Autopsie, témoignages, rapport : les pièces du puzzle
L’affaire Caël Permes repose aujourd’hui sur trois ensembles d’éléments qui ne convergent pas totalement. L’autopsie constitue la principale preuve médicale. Elle décrit les blessures constatées sur le corps et détermine la cause du décès. Toutefois, si elle établit les lésions subies, elle ne permet pas nécessairement d’identifier leurs auteurs ni de reconstituer avec certitude les circonstances exactes dans lesquelles elles ont été infligées.
Les témoignages des détenus apportent un éclairage différent. Plusieurs affirment avoir entendu des cris ou avoir eu connaissance d’une agression présumée à la Bastille. Ces récits soutiennent l’hypothèse de violences, mais leur valeur probante dépend de leur cohérence, de leur crédibilité et des vérifications menées par les enquêteurs.
Le rapport de Me Valayden cherche à rapprocher ces deux catégories d’éléments. Il soutient que les constatations médico-légales, combinées aux témoignages recueillis et aux incohérences relevées dans l’enquête, renforcent l’hypothèse d’un passage à tabac suivi d’une tentative de dissimulation.
À ce stade, ces trois sources ne conduisent toutefois pas automatiquement à la même conclusion. Seule une décision judiciaire ou les conclusions définitives d’une enquête pourront établir les responsabilités éventuelles. Le rapport de Me Valayden constitue une analyse argumentée de la partie civile, mais il ne remplace pas les conclusions officielles de la justice.
Tout laisse croire que le décès de Caël Permes n’était ni accidentel ni le résultat d’une agression spontanée. Selon cette thèse, son transfert à la prison de La Bastille aurait été prémédité et organisé avec la connaissance ou l’aval de hauts responsables pénitentiaires, dans le but de lui faire subir des violences, notamment en raison de différends antérieurs et de la possibilité qu’il obtienne prochainement sa libération sous caution.
Un rapport accablant de Rama Valayden
Le rapport de Me Rama Valayden repose sur plusieurs axes principaux. D’abord, il estime que la nature et la localisation des blessures observées sur le corps de Caël Permes sont difficilement compatibles avec une simple chute ou un accident. Selon lui, elles pourraient davantage correspondre à des violences répétées. Le rapport s’appuie ensuite sur les témoignages de plusieurs détenus, qui auraient entendu des cris ou affirmé avoir été témoins d’une agression à La Bastille.
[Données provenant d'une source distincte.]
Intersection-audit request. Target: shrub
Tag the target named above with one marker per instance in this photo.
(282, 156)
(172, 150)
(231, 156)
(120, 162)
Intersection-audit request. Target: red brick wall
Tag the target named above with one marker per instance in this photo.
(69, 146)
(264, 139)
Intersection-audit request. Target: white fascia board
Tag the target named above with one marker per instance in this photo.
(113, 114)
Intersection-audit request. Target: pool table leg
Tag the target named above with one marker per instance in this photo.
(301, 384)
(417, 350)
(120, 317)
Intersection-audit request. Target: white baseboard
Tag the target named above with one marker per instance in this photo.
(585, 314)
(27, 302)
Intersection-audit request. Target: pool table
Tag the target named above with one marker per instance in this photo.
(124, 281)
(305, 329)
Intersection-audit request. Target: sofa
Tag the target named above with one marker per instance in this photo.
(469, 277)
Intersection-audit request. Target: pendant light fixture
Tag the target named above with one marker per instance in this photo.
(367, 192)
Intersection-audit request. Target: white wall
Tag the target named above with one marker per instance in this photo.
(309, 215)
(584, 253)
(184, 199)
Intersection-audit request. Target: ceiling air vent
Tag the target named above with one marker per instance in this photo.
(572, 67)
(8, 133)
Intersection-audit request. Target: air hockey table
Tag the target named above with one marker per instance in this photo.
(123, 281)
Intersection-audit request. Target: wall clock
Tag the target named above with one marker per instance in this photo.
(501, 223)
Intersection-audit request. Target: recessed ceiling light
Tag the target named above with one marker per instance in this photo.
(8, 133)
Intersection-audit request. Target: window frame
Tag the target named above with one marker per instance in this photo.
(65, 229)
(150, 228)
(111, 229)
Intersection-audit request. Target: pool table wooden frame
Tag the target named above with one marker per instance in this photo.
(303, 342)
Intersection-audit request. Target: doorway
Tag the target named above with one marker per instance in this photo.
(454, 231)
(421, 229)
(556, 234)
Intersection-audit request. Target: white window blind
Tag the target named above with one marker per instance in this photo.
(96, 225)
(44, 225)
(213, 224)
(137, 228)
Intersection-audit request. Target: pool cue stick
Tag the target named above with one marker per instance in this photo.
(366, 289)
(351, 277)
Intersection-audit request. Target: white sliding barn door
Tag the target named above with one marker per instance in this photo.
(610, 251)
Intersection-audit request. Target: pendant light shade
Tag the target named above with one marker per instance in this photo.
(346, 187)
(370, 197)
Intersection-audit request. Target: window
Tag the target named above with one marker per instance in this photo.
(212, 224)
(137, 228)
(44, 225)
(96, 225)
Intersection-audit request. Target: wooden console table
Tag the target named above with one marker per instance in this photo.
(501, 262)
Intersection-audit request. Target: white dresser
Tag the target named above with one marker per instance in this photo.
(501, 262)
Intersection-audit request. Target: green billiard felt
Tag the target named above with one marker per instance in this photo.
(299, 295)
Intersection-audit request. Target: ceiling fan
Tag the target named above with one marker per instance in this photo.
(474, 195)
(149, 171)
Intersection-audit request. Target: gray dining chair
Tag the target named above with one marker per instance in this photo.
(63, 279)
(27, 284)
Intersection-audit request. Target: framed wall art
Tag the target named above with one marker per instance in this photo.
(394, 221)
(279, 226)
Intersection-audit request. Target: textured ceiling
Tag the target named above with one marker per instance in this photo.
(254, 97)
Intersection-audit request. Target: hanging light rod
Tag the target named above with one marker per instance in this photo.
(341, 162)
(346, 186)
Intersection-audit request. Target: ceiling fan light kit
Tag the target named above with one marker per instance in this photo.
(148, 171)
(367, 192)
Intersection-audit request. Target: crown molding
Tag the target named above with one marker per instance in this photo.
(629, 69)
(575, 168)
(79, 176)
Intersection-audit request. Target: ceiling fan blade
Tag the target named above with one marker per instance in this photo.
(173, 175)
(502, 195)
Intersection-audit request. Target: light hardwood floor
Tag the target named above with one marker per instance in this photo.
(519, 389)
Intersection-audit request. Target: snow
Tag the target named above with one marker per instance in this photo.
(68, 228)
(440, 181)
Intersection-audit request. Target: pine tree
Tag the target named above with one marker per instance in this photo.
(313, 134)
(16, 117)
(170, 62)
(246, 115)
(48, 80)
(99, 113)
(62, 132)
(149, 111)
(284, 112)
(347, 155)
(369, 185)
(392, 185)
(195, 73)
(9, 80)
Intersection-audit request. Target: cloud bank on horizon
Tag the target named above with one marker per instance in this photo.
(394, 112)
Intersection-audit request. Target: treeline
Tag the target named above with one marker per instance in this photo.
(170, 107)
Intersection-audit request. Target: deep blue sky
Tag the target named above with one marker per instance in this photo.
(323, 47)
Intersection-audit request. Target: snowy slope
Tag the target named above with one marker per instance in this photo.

Me Valayden considère que ces témoignages n’ont pas été suffisamment exploités par les enquêteurs. Autre point majeur : il relève ce qu’il décrit comme des incohérences dans le déroulement de l’enquête, notamment concernant la chronologie des événements, la collecte des preuves et certaines auditions. Le rapport critique également la responsabilité de l’administration pénitentiaire, estimant que des officiers auraient dû être davantage interrogés sur leur rôle ou leurs décisions avant et après le décès.
Enfin, Me Valayden appelle à une enquête totalement indépendante, estimant que seule une nouvelle investigation pourrait répondre aux nombreuses zones d’ombres. Il évoque aussi un problème plus large concernant les conditions de détention et les allégations de mauvais traitements dans certaines prisons mauriciennes. Ces conclusions représentent toutefois la position de l’auteur du rapport et ne constituent pas des conclusions judiciaires définitives.